Hoping Michael wouldn’t fall asleep in the bath, I went up to my own bed after washing up the mugs and saying good night to Merlin. Luckily the bathroom was now empty and, in fact, the whole house seemed quiet when I cautiously opened the door to the gallery a crack and listened: a brooding silence reigned.
I had a feeling it wouldn’t be quite so tranquil in the morning. .
By now, I was at that stage beyond exhaustion where you’re looking at everything through thick glass, so I climbed into bed and picked up Gran’s latest journal, saying aloud, ‘Please let me have jumped to all the wrong conclusions so there’s no possibility I’m related to that objectionable man!’
Chapter 22
Outcomes
I have been feeling ill, especially in the mornings, and although it is still early to tell, I am sure I am expecting.

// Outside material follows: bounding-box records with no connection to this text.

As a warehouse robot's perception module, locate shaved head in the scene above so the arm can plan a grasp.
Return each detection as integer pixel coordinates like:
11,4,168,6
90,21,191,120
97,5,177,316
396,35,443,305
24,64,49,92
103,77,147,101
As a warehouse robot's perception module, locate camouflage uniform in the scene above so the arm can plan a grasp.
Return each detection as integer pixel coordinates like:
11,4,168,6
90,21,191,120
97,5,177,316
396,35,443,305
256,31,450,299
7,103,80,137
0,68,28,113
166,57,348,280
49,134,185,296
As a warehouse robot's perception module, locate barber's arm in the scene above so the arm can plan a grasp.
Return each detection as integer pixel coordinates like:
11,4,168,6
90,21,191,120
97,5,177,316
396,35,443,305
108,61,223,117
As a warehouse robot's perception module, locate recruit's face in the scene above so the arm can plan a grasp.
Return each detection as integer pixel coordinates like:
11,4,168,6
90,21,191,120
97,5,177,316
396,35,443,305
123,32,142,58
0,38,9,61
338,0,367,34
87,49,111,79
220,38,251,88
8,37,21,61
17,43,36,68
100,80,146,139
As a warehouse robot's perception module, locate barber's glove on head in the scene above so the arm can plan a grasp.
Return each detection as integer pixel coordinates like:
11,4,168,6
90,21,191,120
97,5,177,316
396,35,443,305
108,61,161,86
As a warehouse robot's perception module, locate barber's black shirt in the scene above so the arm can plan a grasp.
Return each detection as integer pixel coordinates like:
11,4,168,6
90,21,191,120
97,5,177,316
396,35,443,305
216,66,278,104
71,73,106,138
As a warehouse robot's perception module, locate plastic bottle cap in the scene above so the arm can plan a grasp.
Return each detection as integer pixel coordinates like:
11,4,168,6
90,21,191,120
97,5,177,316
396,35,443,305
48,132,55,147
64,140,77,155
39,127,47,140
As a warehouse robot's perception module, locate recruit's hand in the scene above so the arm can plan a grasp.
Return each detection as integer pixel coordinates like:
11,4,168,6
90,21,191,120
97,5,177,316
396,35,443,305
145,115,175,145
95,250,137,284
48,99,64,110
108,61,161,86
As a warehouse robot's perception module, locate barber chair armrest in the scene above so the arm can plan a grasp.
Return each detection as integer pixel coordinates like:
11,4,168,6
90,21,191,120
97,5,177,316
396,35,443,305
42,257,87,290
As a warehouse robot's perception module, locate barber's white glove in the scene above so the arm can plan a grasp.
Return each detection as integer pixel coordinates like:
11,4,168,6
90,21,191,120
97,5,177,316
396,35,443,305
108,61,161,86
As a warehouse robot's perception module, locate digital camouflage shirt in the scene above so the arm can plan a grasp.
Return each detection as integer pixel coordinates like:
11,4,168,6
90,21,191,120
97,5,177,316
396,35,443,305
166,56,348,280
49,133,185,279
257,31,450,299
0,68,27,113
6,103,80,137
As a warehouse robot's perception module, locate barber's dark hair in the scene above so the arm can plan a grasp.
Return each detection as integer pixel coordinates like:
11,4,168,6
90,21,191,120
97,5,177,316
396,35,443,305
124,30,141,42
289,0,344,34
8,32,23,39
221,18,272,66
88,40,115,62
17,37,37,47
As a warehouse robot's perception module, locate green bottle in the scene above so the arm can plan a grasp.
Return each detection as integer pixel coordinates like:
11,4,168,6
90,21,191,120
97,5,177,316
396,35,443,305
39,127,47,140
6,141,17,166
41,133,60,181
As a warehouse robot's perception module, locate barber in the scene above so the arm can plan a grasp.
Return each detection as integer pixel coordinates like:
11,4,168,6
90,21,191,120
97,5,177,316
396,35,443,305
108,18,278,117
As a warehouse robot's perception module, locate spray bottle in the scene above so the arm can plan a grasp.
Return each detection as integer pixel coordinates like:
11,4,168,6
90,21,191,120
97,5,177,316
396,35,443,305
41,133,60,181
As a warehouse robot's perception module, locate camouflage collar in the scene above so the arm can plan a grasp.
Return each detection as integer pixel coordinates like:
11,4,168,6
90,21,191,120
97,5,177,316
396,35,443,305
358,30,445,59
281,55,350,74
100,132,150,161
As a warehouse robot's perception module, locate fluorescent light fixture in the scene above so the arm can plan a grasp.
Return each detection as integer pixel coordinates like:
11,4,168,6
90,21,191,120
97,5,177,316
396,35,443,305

I sent a note to N asking him to meet me urgently and intend to slip out very late this evening. Pearl and Hilda, who are in my confidence and very anxious to know the outcome, will wait up to let me back in again.
I woke very early, before it was light, and lay there for a little while thinking about poor Granny, for whom the outcome I had feared seemed to have come about. She didn’t marry Ned Martland in the end, but I don’t know if this was because he abandoned her (which looks horribly likely) or because he was killed before it could happen.